Махновец открыл бутылку, налил в стакан воды и выпил залпом. Оценивающе взглянул на бывшую жену.
— Ну, как ты, вообще?
— Да нормально.
— А я вот, Алина, плохо. До сих пор не могу тебя забыть, — Спицын положил руку на её колени, — На жену гляжу, а вижу тебя.
Омская посмотрела на руку Махновца, перевела взгляд на него, лёгким движением убрала ладонь с колен.
— Не надо, Лёша. Что было, не вернёшь. У каждого из нас уже давно своя жизнь.
— Но ведь всё было так замечательно, Алька! Помнишь, как мы вместе работали, учились, а медовый месяц на колёсах? Ты же любила меня. Неужели сейчас совсем ничего не чувствуешь? — Спицын вплотную придвинулся к Алине и обнял её за плечи.

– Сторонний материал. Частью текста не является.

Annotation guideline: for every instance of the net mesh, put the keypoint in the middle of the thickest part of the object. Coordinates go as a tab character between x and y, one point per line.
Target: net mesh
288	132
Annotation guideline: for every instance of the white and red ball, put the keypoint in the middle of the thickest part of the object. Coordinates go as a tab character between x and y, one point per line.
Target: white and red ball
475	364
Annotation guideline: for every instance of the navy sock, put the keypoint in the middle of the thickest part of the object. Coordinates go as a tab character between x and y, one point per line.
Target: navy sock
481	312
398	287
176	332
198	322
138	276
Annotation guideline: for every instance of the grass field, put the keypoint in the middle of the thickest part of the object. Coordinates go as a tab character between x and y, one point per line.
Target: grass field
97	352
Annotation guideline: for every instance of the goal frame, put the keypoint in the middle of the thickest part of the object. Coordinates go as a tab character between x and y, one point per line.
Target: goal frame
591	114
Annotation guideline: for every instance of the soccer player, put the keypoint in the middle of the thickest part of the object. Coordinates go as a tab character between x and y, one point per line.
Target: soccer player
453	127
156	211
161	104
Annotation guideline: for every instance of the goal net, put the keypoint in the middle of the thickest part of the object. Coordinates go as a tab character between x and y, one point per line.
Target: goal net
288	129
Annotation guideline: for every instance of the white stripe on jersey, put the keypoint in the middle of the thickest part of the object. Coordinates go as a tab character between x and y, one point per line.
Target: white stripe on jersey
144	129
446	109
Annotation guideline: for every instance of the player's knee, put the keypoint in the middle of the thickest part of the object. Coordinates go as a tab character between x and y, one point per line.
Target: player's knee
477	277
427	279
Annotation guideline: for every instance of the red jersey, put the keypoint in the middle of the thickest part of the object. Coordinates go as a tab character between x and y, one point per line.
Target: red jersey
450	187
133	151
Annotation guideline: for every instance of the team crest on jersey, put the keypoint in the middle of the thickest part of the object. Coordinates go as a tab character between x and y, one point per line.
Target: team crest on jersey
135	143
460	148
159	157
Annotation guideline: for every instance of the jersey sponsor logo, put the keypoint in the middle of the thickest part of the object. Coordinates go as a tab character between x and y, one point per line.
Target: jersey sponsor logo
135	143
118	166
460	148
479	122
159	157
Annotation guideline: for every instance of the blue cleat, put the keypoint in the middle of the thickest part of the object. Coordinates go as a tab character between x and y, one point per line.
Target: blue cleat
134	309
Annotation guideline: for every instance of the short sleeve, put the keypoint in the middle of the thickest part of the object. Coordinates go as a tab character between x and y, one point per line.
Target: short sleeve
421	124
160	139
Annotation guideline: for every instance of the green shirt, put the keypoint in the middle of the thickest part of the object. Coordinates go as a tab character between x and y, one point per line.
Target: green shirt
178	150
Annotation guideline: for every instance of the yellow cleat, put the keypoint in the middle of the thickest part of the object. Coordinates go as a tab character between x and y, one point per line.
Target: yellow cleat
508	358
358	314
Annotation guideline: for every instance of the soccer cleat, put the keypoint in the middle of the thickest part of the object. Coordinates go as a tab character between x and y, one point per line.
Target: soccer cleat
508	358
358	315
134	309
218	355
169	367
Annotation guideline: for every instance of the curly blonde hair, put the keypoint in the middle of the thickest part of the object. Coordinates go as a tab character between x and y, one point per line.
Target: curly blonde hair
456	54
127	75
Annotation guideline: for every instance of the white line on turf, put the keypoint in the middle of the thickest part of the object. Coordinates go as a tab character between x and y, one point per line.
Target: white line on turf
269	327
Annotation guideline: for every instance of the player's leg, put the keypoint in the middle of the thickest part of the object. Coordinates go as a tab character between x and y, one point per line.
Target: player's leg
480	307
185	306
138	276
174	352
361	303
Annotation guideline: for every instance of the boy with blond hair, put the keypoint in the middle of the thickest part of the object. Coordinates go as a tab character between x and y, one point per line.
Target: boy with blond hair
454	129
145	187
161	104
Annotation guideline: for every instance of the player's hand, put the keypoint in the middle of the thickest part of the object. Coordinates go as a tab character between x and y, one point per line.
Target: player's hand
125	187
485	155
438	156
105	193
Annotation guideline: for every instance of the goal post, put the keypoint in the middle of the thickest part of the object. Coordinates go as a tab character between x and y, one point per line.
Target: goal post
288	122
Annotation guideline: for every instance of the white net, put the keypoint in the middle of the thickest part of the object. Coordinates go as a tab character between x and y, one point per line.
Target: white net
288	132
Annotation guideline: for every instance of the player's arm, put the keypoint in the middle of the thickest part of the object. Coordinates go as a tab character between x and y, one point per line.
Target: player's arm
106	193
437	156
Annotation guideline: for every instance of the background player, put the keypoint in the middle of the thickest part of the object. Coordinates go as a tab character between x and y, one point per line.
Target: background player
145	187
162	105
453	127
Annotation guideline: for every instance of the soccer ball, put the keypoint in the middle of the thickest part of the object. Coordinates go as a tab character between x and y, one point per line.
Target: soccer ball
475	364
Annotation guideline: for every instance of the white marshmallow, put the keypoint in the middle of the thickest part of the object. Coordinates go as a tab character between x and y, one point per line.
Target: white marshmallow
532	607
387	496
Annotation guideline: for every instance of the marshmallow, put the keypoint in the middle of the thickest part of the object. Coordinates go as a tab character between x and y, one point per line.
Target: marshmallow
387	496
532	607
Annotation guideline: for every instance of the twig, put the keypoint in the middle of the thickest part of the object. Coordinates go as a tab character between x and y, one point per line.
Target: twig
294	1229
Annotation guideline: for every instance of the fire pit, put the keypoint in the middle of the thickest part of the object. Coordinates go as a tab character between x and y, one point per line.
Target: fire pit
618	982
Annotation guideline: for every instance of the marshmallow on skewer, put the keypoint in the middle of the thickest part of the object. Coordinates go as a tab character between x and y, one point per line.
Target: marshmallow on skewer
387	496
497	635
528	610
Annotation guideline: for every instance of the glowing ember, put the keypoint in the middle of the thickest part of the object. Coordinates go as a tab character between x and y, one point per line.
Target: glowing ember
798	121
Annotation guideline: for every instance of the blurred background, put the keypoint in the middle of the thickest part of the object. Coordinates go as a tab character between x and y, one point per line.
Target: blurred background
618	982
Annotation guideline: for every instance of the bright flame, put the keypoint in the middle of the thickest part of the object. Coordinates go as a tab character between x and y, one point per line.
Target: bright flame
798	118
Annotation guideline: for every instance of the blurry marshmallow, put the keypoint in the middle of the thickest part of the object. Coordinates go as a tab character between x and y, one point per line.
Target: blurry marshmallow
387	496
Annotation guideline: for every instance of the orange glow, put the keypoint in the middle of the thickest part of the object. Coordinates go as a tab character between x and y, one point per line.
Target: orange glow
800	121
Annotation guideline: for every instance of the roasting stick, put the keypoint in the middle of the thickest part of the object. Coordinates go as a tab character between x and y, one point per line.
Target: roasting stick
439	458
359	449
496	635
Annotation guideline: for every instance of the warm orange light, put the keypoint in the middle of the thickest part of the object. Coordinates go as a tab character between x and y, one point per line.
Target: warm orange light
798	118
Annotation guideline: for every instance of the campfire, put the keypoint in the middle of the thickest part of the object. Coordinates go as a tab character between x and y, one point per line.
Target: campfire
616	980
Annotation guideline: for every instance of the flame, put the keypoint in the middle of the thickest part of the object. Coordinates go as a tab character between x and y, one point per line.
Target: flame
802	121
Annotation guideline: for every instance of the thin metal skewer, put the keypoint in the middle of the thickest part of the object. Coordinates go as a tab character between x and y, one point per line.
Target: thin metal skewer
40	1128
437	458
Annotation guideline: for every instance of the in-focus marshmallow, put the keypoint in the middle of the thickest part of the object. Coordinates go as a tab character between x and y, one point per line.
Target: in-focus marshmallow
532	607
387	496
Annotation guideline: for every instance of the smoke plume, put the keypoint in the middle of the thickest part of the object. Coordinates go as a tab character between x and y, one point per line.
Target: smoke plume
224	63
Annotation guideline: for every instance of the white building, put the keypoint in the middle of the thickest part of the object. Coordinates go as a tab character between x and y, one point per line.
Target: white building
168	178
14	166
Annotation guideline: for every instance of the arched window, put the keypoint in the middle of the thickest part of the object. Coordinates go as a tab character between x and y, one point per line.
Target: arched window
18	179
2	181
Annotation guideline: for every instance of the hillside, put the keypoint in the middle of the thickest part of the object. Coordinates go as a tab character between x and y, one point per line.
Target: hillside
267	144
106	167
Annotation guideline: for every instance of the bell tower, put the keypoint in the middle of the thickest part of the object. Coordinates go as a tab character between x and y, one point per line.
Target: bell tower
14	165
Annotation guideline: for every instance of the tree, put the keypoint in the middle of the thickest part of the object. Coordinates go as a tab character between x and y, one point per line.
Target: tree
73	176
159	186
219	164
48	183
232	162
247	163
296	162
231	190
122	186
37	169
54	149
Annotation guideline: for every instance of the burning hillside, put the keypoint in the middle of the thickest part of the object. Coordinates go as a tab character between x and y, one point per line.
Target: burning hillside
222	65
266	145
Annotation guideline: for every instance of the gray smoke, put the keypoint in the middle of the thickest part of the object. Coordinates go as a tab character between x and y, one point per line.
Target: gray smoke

Омская попыталась освободиться, но Махновец, жарко и шумно дыша, прижал её к себе ещё крепче. Свободной рукой он шарил под кителем, норовя расстегнуть блузку.
— Спицын, ты что, охренел? Прекрати! — Алина закричала и, дёрнувшись, упёрлась локтем ему в подбородок.
Сопротивление бывшей жены распаляло ещё сильнее. В какой-то момент Алексей Ефремович, совсем слетев с катушек, опрокинул Алину на полку. Навалившись всем телом, он одной рукой зажал ей рот, а второй елозил по животу, ища застёжку юбки.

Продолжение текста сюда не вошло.